A new survey from cybersecurity company Armis found that awareness of major cybersecurity incidents in the US is lacking.
Last month, the company surveyed more than 2,000 professionals, discovering that almost 25% had never heard about the ransomware attack on Colonial Pipeline that caused gas shortages along the East Coast.
More than 23% said the attack would not have any longstanding effects on the fuel industry in the US, despite the highly-publicized cybersecurity changes oil and gas companies were forced to make by the Biden Administration following the attack.
Nearly half of respondents had not heard about the malicious takeover of the water treatment plant in Oldsmar, Florida.
More than half of all respondents said their devices did not pose a cybersecurity risk when it came to personal cybersecurity. Over 70% said they expected to bring their devices from home into the office once COVID-19 restrictions were lifted.
Curtis Simpson, CISO at Armis, said the responses showed that organizations have to prioritize cybersecurity on their own because employees have little awareness of the cyber threat landscape.
“The attacks on our critical infrastructure are clear evidence of the need for cybersecurity and assurance to all our utility providers and players. Organizations must be able to know what they have, track behavior, identify threats, and immediately take action to protect the safety and security of their operation,” Simpson said.
“This data shows that there is less consumer attention on these attacks as we might expect, and so that responsibility falls to businesses to shore up their defenses.”
A bipartisan group of US House of Representatives members introduced the American Cybersecurity Literacy Act last week in an effort to improve the country’s understanding of cybersecurity and kickstart public awareness campaigns.
Rep. Adam Kinzinger, one of the leading voices behind the bill, noted on Twitter that a cyberattack occurs every 39 seconds and that since the pandemic started, cybercrime has increased drastically.
“We must protect ourselves and our interests — and it starts with cyber education. As technological advancements increase and become more complex, it is critical that everyone is aware of the risks posed by cyberattacks and how to mitigate those risks for personal security,” Kinzinger said.
“In order to prevent these attacks going forward, we must combine public awareness with targeted cyber education.”
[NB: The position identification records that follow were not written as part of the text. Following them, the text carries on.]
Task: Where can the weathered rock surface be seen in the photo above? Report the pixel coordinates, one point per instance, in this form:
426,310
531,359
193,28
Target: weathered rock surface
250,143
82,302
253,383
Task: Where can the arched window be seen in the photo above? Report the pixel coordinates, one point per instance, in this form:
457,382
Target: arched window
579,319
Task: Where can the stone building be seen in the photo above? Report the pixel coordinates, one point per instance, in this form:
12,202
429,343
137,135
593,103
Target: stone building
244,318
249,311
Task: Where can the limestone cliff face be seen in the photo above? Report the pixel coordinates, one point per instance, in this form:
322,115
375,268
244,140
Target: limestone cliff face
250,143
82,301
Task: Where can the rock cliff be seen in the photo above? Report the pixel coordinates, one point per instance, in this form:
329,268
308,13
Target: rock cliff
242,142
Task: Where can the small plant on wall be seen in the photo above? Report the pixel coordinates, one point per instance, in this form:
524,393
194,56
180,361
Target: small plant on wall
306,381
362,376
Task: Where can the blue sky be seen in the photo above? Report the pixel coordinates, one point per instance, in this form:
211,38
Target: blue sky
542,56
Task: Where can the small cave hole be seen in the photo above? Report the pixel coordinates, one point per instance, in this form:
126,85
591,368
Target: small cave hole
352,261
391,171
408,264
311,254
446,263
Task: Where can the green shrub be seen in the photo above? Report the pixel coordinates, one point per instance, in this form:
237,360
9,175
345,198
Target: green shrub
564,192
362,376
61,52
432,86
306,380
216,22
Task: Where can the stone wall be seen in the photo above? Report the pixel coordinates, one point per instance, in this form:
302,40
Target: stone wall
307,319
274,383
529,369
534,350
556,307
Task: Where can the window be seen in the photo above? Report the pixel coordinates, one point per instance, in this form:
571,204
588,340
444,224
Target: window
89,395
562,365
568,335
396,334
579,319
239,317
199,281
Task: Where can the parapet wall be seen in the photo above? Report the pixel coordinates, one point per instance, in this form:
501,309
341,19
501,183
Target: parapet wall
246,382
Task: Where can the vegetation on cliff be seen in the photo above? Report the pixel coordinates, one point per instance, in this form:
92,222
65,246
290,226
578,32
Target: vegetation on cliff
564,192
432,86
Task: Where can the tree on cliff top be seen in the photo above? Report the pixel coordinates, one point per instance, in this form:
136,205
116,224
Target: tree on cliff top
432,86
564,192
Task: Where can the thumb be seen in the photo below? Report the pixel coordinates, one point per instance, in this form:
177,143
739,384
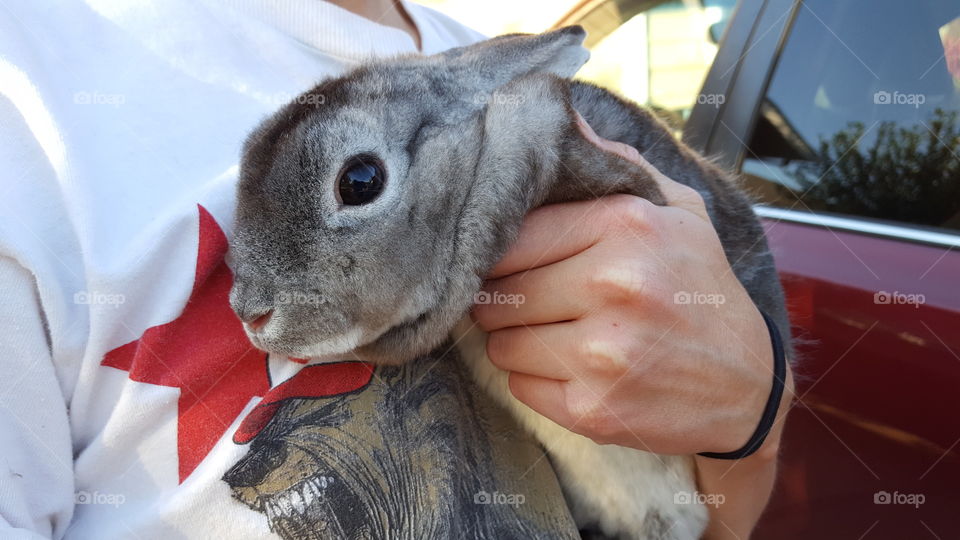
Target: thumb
677,194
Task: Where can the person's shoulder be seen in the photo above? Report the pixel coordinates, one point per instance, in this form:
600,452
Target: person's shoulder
449,29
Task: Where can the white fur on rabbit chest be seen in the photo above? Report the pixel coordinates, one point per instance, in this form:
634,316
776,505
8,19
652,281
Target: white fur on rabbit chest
614,487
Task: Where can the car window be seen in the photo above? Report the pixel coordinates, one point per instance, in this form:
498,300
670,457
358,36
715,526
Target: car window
657,56
861,115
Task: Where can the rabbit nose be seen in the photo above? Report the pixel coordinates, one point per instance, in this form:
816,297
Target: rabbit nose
257,320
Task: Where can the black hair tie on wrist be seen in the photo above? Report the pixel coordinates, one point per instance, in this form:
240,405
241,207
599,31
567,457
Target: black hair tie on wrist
773,403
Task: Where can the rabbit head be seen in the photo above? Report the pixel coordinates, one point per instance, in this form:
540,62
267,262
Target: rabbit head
371,206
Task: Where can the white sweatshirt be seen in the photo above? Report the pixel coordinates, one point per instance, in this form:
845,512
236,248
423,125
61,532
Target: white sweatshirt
131,404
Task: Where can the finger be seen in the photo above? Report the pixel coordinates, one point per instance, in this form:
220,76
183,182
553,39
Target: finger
550,234
540,296
544,350
545,396
677,194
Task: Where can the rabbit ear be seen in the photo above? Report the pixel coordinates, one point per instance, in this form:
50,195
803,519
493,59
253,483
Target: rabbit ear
497,61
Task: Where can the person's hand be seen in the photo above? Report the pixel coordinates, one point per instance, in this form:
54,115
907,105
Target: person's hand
627,325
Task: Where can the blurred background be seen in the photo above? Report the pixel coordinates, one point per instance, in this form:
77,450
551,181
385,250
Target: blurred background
657,56
842,118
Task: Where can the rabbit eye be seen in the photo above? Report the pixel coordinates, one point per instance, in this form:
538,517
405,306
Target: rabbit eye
360,181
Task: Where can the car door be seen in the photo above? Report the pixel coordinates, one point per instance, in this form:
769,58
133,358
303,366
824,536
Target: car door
843,119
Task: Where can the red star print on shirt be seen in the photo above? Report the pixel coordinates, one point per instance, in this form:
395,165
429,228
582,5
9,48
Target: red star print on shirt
204,352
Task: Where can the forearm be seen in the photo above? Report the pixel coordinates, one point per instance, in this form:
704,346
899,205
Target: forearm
742,488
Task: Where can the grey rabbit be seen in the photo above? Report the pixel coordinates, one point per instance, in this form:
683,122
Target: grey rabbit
390,192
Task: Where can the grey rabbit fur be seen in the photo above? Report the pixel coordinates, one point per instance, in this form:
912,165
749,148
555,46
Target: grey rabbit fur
469,141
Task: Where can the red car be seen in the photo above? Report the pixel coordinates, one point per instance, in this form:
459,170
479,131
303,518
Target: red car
842,116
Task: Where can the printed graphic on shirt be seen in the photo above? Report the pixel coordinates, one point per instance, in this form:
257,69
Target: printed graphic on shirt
344,450
204,352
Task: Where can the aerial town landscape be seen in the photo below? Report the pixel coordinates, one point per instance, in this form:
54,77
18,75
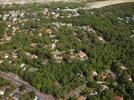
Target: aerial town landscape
66,49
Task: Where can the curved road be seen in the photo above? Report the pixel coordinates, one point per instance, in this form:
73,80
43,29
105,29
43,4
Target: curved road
18,81
89,5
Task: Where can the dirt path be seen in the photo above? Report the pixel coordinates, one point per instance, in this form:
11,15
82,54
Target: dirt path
18,81
100,4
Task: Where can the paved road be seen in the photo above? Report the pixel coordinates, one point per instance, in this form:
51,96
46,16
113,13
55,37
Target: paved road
18,81
90,5
100,4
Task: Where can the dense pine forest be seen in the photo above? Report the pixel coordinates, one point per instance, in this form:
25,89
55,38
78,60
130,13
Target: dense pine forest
69,52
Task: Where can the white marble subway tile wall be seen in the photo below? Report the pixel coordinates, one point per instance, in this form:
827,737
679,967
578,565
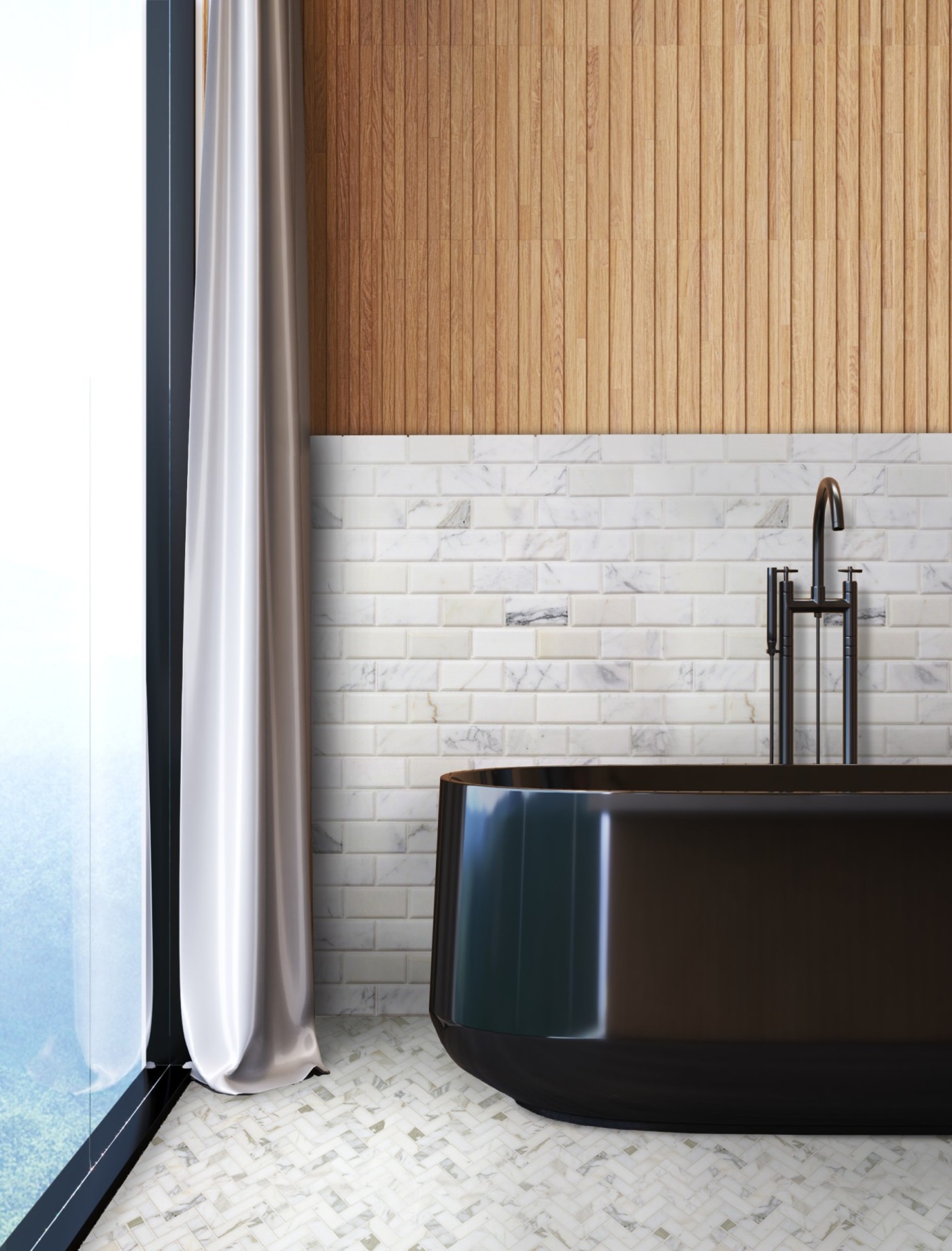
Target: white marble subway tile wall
491,600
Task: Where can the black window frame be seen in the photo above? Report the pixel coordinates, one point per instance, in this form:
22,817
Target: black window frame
63,1216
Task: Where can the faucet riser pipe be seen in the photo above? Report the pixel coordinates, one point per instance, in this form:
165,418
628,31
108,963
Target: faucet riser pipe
786,711
851,713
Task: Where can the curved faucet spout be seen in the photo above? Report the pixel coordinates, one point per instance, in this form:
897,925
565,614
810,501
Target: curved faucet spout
828,490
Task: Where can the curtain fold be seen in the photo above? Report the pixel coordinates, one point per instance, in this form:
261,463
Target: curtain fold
245,927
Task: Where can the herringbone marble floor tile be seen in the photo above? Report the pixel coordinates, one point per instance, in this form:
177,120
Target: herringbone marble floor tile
399,1150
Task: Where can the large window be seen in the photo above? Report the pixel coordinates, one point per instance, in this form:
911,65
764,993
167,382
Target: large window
73,780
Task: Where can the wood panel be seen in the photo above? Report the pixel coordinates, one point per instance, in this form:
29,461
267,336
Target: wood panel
628,216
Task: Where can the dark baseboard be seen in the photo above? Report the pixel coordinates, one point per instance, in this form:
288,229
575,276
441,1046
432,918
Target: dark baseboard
67,1212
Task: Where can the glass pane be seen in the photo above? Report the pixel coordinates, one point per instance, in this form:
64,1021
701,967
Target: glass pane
71,558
Rep. Gus Bilirakis, the Congressman for Oldsmar, Florida, added that the bill would help “develop a national education campaign to raise awareness of attacks and the practical steps that can be taken to thwart future bad actors.”
“In my district, a hacker was recently able to penetrate a local government’s security measures and temporarily change the chemical settings of the city’s water supply to a potentially dangerous level,” Bilirakis said. “This is a matter of national security, and we must do everything we can to protect all Americans from those who wish to do us harm.”